Tim, I do actually appreciate you responding to this thread and if you do have the power to make things better, using that power to do so.

[flagged]

  • This feels a bit threatening. Just want to call it out. I also disagree with the decision but I respect that someone came forward and took responsibility. That helps build our shared understanding of what happened. It’s hard and not something we should discourage.

[flagged]

  • >It’s rather bold to post here…

    it is rather nice, honestly. would you prefer to scream into the void and not get any response at all?

    an open line of communication with the responsible people seems like literally the best possible option, why are you actively discouraging it?

    >Maybe you all want to talk to Microsoft PR/legal before posting?

    you would rather not hear anything, or get word-salad legalese that doesnt mean anything? how exactly would that be better?

    • >would you prefer to scream into the void and not get any response at all?

      At this point, yes. What has false platitudes done except cause more in-fighting?

      >an open line of communication with the responsible people

      And here's how the in-fighting begins. I'm not falling for the "they responded on social media. They're just like us!" anymore.

      I don't want words, I want actions. Tired of playing whack a mole.

      >you would rather not hear anything, or get word-salad legalese that doesnt mean anything?

      Hearing nothing doesn't waste my time.

      2 replies →

    • I’m not intentionally discouraging it.

      The responses are affecting my impression of Microsoft and Github extremely negatively. I don’t think I am alone.

      It’s already pretty word salad legalese in my opinion, at least from Github.

  • We are not training on the contents of private repos, but we do plan on training on usage data with Copilot unless you opt out before April 24. Details here: https://github.blog/news-insights/company-news/updates-to-gi...

    That post has a link to the FAQ which might also be helpful: https://github.com/orgs/community/discussions/188488

    • > We are not training on the contents of private repos

      Supremely ethical of you to ignore the license terms of open source code, but respect the license for proprietary code.

    • This too is creepy.

      The behavioral impositions by the court in the United States versus Microsoft trial discourage it from Monopoly behavior by opening third-party apis to competitors.

      Q: Will Microsoft share its access to users private repos where they have not opted out of this training via its GitHub subsidiary, with third parties (eg OpenAI and Anthropic), in the spirit of its loss to the United States during its trial for Monopoly behavior?

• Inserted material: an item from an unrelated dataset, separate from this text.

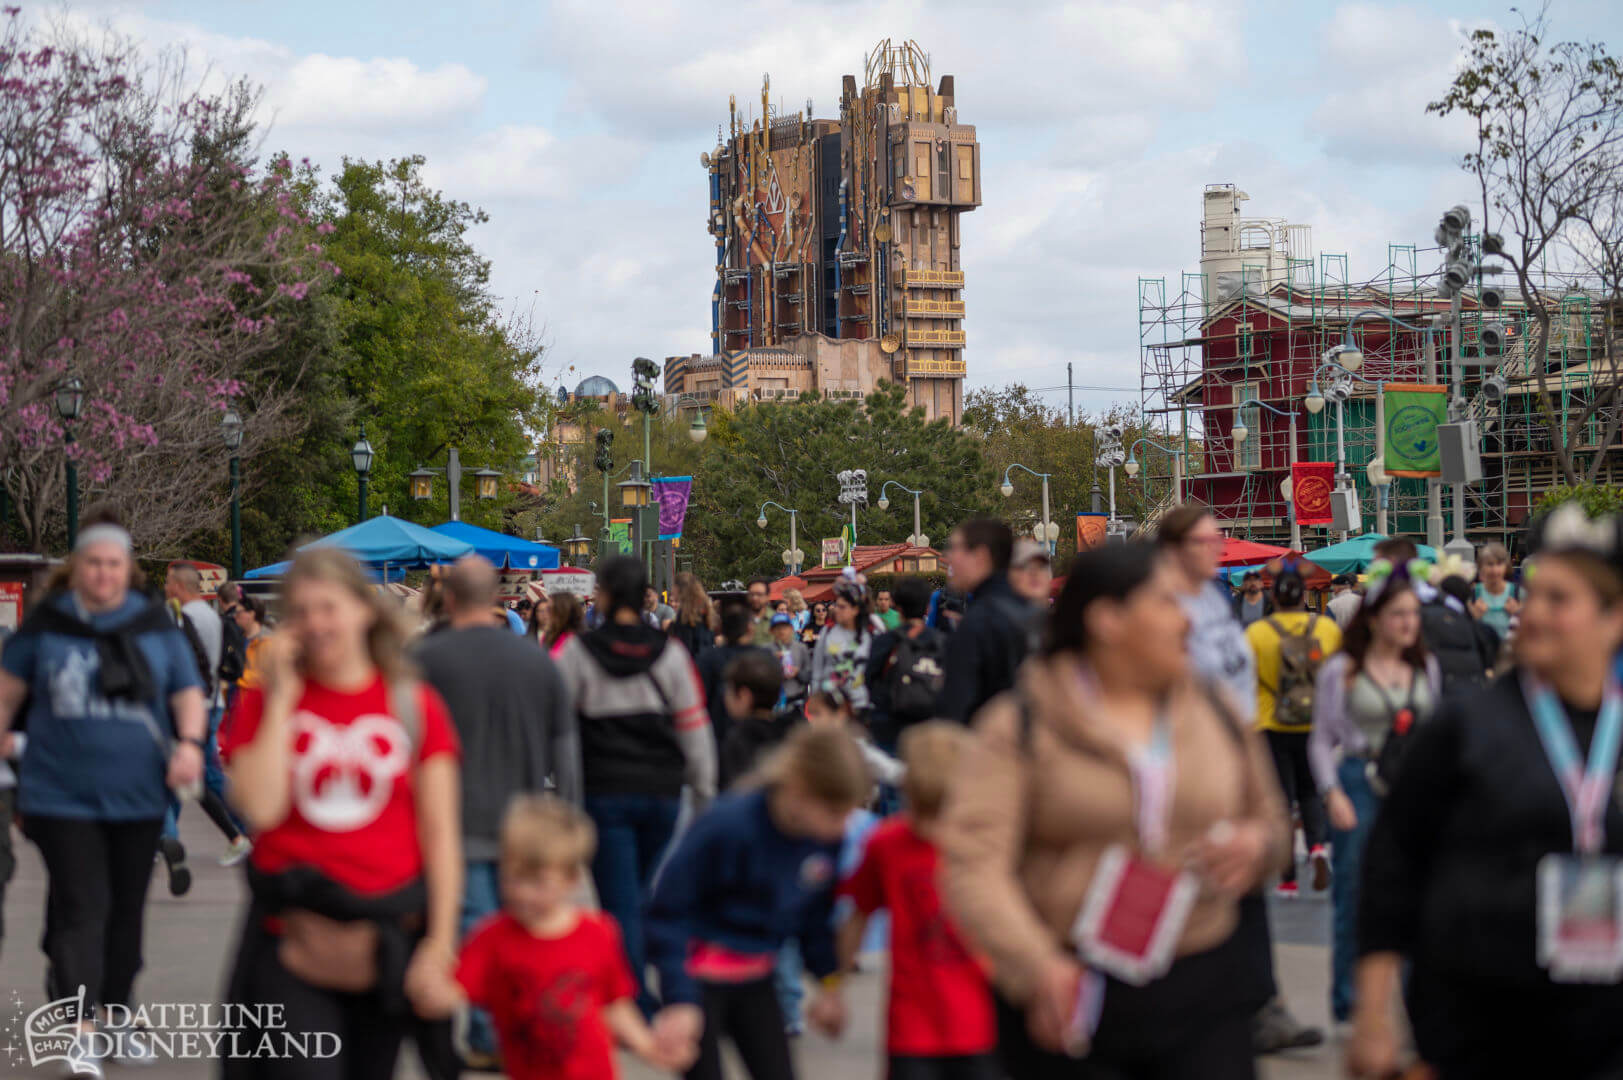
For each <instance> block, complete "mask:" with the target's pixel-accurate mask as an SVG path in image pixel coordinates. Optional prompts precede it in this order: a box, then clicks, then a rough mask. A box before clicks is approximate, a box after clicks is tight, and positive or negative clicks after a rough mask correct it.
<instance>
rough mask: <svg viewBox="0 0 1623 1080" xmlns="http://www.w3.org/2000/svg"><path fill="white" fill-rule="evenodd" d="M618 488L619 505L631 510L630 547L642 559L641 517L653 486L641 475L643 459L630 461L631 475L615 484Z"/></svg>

      Eg ethically today, Microsoft may be able to be argued to be monopolizing user data for its own AI tooling advantage.

    • Why such strong opposition to getting user consent before doing any of this? Not respecting consent seems to be a very common theme with MS these days, and it really doesn't reflect well on the company or you personally.

      1 reply →

    • Opt out is the same as forcing this on people that don’t want it. You know this.

      Microslop proving their name time and time again.

    • why not make it opt-in?

      and I wonder if this opt-out applies to data we stored under your umbrella before having opted-out.

    • What am I supposed to opt out of? The only setting in "Privacy" is "Suggestions matching public code" which is blocked and seems wholly unrelated to this.

    • Yes or No: Hypothetically I put customer data in a private repo, a single file. I use copilot to analyze the file, submitting its contents to that backend. This is the only thing in the repo. Is that data collected and trained on? If the answer is not no, you are lying about what this opt in is.

    • IANAL I wonder how that is legal in the EU, at least for private individuals, since under the GDPR you need consent for collecting such data. (A timed opt-out is not consent.)

  • I’ve felt similarly about moving off GitHub. I bought a small 5U server rack years ago for my home network setup.

    I’m considering getting a 1U device to host my own git server. I feel like if I move off, I should do it generally vs just moving to another provider who may also pull shenanigans.